Greenwashing a Business Into Sustainability

Greenwashing isn't just for Fortune 500 megacorporations anymore.  Now small and medium-size enterprises can do it too.  Aspiring entrepreneurs need a roadmap.

Andrew Savitz wrote The Triple Bottom Line to argue that corporations should endogenize the environmental impact of their operations.  That's my fancy way of saying that environmental costs should be transparent on a company's financial statements.  This first wave of thinking about sustainability eventually begged the question of measuring environmental and social costs.  The desire to calculate a social return on investment gave rise to the SROI Network of member companies committed to meeting sustainability metrics.  Startups that adhere to their SGAAP standards may perk up the ears of VCs (just a hunch, worth a shot).

SROI isn't the only family of metrics clamoring for attention from the business community.  The ICLEI consensus in favor of Agenda 21 development guidelines will require developers and business owners to be very cognizant of municipal codes.  Most startups will fall below the emissions thresholds of the Carbon Disclosure Project but they can still join the Global Reporting Initiative so they can target milestones for mention in their fundraising pitch.

Businesses get more than brownie points for locating in a building that is LEED-certified or ENERGY STAR compliant.  They may be eligible for grants, tax breaks, loan guarantees, and subsidies.  Some property appraisers may be more generous with property valuations for such buildings.  The SBA has a whole slew of sustainable tips. 

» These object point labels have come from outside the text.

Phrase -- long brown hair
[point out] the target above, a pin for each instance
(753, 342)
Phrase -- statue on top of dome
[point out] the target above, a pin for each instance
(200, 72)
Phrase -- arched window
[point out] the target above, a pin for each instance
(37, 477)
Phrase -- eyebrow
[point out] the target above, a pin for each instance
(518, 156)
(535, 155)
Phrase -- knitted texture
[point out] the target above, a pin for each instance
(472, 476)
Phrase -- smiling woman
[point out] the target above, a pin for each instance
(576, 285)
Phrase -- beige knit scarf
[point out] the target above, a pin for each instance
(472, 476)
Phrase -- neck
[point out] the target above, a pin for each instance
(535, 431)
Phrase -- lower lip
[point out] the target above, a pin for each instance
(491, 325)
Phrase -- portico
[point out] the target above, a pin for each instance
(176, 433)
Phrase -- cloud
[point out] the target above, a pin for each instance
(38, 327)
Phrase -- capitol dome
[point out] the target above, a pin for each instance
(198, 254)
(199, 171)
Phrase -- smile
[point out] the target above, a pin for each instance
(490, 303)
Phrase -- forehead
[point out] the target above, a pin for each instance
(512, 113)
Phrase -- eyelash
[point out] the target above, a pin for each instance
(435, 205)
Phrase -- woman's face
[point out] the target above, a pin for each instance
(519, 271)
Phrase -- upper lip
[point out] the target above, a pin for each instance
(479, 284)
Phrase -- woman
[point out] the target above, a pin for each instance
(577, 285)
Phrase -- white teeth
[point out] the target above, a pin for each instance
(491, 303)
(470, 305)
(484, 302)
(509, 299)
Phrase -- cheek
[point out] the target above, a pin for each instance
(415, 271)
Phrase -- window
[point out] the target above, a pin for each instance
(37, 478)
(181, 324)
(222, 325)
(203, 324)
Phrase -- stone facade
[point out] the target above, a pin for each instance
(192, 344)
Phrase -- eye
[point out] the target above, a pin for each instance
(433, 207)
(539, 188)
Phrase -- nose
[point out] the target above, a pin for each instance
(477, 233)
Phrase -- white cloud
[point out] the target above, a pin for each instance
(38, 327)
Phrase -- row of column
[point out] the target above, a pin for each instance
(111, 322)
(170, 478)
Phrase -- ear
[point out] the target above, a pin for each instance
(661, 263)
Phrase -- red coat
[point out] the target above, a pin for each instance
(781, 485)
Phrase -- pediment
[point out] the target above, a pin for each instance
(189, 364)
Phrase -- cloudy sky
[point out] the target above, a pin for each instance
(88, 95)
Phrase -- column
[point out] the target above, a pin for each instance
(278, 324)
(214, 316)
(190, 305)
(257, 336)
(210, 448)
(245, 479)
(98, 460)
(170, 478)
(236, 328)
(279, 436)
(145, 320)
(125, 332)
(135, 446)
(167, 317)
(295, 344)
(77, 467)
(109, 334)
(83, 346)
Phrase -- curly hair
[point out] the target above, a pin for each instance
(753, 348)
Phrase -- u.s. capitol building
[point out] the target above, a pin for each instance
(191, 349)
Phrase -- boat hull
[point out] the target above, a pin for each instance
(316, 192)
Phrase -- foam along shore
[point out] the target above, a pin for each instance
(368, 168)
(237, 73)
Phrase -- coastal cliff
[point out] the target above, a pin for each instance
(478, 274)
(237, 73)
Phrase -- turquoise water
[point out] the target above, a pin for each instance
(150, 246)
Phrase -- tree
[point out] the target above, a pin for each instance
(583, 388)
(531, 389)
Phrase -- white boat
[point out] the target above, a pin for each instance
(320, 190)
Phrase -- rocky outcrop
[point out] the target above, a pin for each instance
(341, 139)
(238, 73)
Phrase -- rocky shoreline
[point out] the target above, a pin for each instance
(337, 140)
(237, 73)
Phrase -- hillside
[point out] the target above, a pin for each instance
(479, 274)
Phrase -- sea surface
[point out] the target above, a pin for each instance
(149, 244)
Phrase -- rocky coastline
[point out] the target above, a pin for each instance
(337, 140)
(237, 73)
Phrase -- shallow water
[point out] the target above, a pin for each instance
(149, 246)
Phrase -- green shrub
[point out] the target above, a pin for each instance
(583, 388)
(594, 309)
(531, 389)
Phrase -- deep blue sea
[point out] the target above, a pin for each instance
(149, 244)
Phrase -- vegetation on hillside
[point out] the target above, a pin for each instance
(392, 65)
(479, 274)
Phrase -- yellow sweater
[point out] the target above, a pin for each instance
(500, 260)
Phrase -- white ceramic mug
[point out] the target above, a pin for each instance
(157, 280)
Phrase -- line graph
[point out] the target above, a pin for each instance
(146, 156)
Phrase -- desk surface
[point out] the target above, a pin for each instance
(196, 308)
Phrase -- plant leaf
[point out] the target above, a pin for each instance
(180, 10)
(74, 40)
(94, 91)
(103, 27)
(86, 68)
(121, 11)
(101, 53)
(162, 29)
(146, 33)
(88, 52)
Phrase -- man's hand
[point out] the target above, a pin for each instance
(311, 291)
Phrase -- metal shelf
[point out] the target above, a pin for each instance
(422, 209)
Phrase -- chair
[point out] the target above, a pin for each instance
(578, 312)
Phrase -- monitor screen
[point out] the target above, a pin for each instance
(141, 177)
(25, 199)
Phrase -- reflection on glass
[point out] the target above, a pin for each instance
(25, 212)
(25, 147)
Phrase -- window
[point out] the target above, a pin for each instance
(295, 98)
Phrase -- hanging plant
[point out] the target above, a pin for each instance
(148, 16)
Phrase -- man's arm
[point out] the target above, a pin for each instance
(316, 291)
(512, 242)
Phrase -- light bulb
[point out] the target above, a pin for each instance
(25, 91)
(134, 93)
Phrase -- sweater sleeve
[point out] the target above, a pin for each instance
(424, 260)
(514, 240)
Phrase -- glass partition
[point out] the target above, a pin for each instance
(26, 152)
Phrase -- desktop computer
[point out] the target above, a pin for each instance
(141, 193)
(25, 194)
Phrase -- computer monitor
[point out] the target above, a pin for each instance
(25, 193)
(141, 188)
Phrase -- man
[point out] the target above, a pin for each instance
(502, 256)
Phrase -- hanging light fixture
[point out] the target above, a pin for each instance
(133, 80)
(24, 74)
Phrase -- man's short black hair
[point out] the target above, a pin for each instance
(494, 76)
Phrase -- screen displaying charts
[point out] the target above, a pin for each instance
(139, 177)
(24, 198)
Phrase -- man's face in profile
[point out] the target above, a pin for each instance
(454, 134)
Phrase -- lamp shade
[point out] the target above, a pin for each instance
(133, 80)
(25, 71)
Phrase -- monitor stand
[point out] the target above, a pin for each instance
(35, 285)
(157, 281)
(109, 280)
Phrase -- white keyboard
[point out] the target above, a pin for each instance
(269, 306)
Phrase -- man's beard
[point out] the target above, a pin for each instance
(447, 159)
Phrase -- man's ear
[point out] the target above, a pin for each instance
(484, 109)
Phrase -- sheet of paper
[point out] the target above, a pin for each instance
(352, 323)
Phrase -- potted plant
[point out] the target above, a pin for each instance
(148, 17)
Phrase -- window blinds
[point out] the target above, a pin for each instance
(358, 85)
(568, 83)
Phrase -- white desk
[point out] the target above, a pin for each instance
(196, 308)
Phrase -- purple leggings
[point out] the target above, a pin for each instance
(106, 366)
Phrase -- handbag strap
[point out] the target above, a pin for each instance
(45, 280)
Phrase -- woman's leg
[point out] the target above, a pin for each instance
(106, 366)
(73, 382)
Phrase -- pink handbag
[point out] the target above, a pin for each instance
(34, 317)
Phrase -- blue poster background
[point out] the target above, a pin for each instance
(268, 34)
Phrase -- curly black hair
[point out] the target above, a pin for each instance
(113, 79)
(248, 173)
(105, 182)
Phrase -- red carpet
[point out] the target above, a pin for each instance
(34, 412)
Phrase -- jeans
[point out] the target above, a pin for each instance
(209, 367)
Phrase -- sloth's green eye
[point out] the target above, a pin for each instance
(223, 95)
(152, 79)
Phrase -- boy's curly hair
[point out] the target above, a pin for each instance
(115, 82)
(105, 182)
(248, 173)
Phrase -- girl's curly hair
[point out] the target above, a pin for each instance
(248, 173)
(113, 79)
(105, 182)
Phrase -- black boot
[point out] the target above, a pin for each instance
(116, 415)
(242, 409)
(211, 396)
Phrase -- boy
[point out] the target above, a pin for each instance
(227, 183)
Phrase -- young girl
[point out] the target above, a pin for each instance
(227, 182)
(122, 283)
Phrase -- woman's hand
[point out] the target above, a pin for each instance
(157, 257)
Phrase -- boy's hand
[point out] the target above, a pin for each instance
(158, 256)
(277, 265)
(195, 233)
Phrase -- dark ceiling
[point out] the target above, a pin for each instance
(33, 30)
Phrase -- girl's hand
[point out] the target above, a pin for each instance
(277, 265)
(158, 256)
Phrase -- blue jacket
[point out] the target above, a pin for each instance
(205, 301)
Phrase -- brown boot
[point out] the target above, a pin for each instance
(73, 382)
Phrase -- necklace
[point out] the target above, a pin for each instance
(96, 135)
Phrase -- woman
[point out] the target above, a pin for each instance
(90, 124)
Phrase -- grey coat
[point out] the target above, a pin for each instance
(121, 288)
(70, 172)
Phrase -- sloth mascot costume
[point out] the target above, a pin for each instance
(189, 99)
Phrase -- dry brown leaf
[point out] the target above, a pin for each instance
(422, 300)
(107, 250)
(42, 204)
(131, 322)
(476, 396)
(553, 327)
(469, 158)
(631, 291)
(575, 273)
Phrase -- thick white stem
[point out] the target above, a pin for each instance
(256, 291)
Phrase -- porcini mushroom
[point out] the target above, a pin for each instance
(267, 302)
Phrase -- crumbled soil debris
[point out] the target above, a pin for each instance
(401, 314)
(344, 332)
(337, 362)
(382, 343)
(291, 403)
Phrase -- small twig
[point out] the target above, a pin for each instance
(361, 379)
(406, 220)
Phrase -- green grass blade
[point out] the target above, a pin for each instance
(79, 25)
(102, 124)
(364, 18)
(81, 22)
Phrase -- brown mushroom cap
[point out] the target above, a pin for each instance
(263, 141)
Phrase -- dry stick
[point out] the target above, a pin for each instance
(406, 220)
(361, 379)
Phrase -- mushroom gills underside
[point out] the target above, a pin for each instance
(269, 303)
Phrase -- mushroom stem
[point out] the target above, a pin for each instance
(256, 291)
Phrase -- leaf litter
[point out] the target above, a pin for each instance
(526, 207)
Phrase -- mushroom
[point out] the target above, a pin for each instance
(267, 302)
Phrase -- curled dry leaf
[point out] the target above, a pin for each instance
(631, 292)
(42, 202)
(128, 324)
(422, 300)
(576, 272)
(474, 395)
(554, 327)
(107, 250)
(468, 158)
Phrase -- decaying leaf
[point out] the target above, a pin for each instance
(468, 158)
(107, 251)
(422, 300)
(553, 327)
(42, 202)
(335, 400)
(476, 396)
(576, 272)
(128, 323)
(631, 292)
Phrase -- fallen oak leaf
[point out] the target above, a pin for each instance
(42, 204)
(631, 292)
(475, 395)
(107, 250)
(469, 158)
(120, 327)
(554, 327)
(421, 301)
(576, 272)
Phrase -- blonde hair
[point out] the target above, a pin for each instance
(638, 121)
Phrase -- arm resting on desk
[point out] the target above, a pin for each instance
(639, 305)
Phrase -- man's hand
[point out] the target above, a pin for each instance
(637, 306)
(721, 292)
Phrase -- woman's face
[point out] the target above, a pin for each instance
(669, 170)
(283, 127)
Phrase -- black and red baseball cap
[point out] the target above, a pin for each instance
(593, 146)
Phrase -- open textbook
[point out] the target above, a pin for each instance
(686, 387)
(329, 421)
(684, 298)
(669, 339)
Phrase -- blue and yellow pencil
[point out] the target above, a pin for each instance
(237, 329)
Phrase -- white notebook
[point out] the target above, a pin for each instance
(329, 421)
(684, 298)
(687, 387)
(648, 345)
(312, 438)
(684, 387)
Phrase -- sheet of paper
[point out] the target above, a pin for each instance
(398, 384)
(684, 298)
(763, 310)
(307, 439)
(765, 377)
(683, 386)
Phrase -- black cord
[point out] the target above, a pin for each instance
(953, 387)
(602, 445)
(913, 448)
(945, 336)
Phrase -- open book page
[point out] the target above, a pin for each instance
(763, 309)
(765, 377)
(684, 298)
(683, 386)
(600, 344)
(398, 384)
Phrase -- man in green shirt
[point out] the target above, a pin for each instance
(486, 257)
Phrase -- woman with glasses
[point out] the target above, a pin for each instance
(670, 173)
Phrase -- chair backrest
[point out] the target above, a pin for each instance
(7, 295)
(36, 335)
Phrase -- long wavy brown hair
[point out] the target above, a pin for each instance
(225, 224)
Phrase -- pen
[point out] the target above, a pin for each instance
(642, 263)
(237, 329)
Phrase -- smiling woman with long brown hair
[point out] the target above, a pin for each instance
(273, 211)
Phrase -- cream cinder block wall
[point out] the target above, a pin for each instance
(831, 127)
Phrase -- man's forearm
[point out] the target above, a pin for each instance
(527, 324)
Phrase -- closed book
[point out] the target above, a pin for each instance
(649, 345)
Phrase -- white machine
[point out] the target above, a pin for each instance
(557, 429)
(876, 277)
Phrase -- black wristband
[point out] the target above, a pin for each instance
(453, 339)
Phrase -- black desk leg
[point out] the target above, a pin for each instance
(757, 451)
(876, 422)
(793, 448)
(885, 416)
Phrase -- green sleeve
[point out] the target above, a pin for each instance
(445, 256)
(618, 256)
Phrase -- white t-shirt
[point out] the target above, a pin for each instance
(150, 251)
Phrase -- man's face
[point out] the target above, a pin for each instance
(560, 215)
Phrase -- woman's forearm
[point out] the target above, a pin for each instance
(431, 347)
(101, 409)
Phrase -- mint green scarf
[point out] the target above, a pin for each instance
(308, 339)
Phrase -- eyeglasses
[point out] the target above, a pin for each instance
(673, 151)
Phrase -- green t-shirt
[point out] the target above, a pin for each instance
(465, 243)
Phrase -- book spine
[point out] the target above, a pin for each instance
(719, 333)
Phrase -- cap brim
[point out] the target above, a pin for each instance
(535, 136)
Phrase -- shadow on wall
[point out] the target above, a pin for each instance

For-profit companies can certify themselves as B-Corporations with proof that they offer a greater societal problem-solving value.  Don't confuse this certification with a benefit corporation, which is a different type of corporate structure.  The State of California offers a Green Business Certification Program that probably helps a business' image.  Not to be outdone, the Bay Area has a green program too.  I considered submitting Alfidi Capital for some of these certifications for about half a second.  It would add nothing to my sarcastic image and reduce the time I commit to blogging.

Greenwashing doesn't deserve a bad rap.  New habits eventually drive changes in core values.  Getting companies to think like sustainable enterprises might actually make them sustainable.  Starting somewhere is better than never starting at all.